Hey guys, i have 30k miles on MY 00 GXE and when I got my g/f's car back from the dealer for a broken dipstick, I inquired about scheduled maintenance. Anyway, the 30k job costs $406.95 and includes oil and filter change, air filter change, etc, etc... They also include a fuel filter change!!! In all the cars before this one, (99 Si, 00 celi GTS, 91 MR2) I never changed the fuel filter. And all of them had over 50k when i sold them (Si was stolen at 56k). So, i was just wondering if the scheduled maintenance at 30k is necessary, or can i hold off for a lil while. What do you guys think? Also, how much would it cost to change a fuel filter at a local shop, since i change the oil myself and the air filter is a K&N.


----------



## Harris (Nov 11, 2002)

Do it yourself too keept costs down. 

Changing the fuel filter doesn't cost too much. I'd do it just to "re-invigorate" the car 100%, as you're gonna do everything else.


----------



## 91 3sgte (Sep 19, 2003)

harris81 said:


> Do it yourself too keept costs down.
> 
> Changing the fuel filter doesn't cost too much. I'd do it just to "re-invigorate" the car 100%, as you're gonna do everything else.


Do you know how hard it is to change the fuel filter?

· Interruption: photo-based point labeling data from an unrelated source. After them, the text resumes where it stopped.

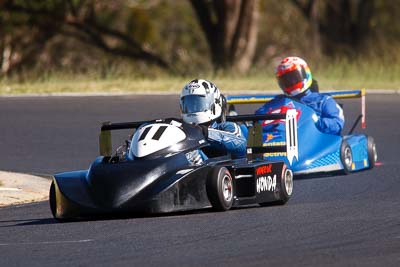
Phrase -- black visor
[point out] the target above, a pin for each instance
(290, 79)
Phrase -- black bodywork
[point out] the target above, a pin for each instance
(165, 181)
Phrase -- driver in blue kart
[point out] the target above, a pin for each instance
(202, 104)
(295, 79)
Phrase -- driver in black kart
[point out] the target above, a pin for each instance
(295, 79)
(202, 104)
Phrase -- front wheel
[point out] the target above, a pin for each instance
(286, 188)
(346, 157)
(220, 189)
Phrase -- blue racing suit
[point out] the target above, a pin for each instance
(330, 115)
(229, 137)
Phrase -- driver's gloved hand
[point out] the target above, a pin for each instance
(204, 130)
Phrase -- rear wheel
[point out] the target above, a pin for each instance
(346, 157)
(220, 188)
(372, 153)
(52, 199)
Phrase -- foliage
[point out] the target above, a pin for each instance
(57, 40)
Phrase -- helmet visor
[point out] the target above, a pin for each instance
(291, 80)
(194, 103)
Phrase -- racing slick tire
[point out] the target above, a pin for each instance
(220, 189)
(372, 153)
(52, 200)
(346, 157)
(286, 188)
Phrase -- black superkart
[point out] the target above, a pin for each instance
(169, 166)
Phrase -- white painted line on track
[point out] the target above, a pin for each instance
(47, 242)
(9, 189)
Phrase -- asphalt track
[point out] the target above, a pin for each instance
(351, 220)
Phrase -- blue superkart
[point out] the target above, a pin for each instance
(314, 152)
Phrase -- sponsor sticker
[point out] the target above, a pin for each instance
(266, 183)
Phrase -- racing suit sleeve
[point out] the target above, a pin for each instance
(331, 119)
(228, 136)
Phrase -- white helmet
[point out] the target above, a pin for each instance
(201, 102)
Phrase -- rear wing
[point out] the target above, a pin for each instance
(261, 99)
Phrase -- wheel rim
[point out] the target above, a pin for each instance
(375, 154)
(348, 159)
(227, 187)
(288, 181)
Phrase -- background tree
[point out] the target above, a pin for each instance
(342, 25)
(231, 28)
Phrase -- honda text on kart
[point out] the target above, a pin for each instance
(318, 152)
(169, 166)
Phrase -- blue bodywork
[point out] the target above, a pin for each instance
(317, 152)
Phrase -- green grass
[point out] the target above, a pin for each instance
(341, 75)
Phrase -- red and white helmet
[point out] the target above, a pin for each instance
(201, 102)
(293, 75)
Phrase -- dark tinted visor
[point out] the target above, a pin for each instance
(194, 103)
(290, 79)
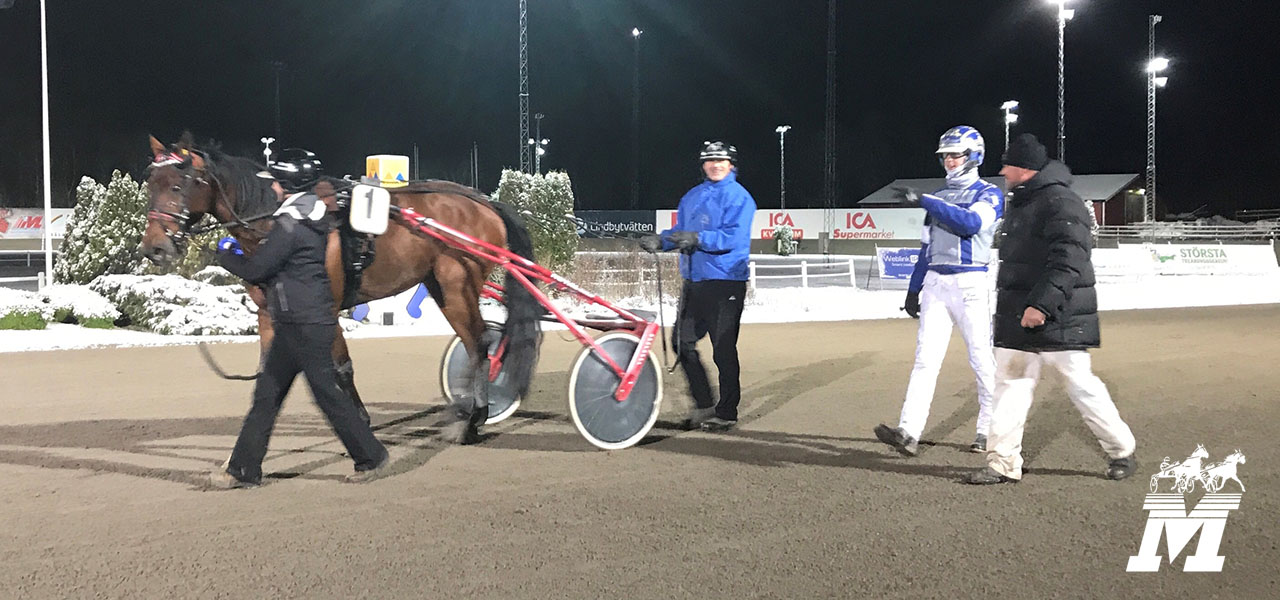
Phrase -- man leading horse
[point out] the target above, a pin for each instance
(184, 183)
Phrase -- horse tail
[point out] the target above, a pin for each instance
(524, 310)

Maybe i could do it myself, if it isn't too difficult.


----------



## Harris (Nov 11, 2002)

All it involves it taking out two clamps from both ends of the fuel filter and installing the new one. Just be careful, you'll be playing with gas. Relieve fuel pressure before doing this. To relieve fuel pressure, take out the fuel pump fuse. Start the car until it sputters and dies, and then go ahead with replacing the filter.


----------



## 91 3sgte (Sep 19, 2003)

harris81 said:


> All it involves it taking out two clamps from both ends of the fuel filter and installing the new one. Just be careful, you'll be playing with gas. Relieve fuel pressure before doing this. To relieve fuel pressure, take out the fuel pump fuse. Start the car until it sputters and dies, and then go ahead with replacing the filter.



Hey, thanks for the great info!!! I've got another question, though since I'm still getting to know this car.

Where exactly is the fuel filter?


----------